ミノマダム統一における要注意ポケモンへの対策

ミノマダム統一パ ぐんそー

1.はじめに

種族統一パを使用した対戦では,相性が悪いポケモンに対して,無理やり対処しなければならない場面に多々遭遇する.本稿では,ミノマダム統一パーティを使用した際に,対処に困るポケモンへの対策方法について,極めてピンポイントな考察を行う.

また,対戦環境として,PSSを使用した野良戦[1]でのパーティ運用を想定し,ミノマダム統一パVS普通パでの対策について考察する.さらに,相手のパーティは,ポケモンの重複が無いことを前提としている.
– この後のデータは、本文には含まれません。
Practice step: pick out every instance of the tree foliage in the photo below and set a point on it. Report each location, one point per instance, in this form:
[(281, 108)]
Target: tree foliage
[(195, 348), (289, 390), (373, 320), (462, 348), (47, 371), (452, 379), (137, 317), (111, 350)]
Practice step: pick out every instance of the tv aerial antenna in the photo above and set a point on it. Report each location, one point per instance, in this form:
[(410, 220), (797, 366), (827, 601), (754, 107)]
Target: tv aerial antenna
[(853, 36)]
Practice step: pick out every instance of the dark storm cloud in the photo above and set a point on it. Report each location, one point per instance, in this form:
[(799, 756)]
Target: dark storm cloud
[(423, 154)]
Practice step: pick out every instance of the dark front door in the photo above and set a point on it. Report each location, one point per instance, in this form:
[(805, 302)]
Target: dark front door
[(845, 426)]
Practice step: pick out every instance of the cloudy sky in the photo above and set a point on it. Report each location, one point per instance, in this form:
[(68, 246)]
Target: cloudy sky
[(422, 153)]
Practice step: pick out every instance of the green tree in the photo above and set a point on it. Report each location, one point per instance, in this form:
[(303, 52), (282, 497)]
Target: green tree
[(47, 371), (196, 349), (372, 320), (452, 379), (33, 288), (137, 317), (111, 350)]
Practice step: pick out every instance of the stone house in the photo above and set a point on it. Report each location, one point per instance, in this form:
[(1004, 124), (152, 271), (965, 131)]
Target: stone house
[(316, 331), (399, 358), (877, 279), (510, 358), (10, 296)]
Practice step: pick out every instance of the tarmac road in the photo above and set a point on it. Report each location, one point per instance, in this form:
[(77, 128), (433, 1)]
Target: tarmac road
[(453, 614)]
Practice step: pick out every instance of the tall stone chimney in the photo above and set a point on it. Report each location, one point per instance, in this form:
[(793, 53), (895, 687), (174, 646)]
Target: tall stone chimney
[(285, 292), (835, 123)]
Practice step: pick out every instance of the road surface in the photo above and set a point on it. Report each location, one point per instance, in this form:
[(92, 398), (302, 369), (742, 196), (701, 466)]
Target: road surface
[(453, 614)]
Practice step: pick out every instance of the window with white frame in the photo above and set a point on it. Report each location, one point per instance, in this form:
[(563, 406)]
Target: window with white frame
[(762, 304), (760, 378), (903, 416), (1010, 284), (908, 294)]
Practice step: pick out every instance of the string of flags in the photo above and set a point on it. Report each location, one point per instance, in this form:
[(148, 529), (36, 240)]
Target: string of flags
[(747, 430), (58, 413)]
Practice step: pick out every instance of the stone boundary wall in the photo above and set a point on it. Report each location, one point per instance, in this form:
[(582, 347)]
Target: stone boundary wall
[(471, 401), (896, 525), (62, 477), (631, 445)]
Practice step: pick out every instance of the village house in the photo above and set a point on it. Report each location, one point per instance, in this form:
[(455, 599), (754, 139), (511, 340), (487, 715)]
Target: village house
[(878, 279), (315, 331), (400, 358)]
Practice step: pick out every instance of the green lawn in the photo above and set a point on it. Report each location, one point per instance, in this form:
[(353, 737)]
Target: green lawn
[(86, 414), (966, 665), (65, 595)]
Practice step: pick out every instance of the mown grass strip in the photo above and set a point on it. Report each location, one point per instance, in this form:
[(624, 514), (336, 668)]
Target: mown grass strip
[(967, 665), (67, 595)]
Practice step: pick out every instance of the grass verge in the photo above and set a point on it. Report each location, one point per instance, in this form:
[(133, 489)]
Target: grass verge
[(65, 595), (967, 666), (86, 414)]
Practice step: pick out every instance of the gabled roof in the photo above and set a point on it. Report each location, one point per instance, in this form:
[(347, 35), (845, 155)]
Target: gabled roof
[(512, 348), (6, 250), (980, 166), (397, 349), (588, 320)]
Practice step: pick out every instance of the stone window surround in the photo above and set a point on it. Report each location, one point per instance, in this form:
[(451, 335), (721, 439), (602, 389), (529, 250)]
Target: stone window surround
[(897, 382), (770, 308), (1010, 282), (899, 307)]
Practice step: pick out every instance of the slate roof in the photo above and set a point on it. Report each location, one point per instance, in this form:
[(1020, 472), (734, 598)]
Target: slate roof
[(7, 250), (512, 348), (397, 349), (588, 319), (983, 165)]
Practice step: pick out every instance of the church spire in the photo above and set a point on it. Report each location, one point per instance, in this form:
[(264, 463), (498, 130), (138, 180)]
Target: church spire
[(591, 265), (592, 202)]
本稿では,特に対策が必要なポケモンであるクレッフィ,ファイアロー,マリルリ,ボーマンダについての対策を紹介する.いづれも,第六世代になってから脅威が増したポケモンであり,新しい環境を生き抜くために対策が必須となるポケモンである.

2.対クレッフィ

対策理由

クレッフィはミノマダム統一パ,と言うよりはむしろ,PSSを使用した野良戦にとって最大の敵である.先日,PSSで対戦をした際に現れた「いばる」「みがわり」「イカサマ」「でんじは」を覚えたクレッフィに手も足も出ず敗北した際に,この事実は明らかとなった.鋼・フェアリーの複合タイプは「すなちのミノ」以外のフォルムでは対処するのが難しいが,頼みの綱の「すなちのミノ」が「いばる」「みがわり」からの「イカサマ」であっけなく倒されてしまったのだ.残った「くさきのミノ」と「ゴミのミノ」にはクレッフィに対する有効打が無かったため,そのまま,あっけなく敗北してしまったのである.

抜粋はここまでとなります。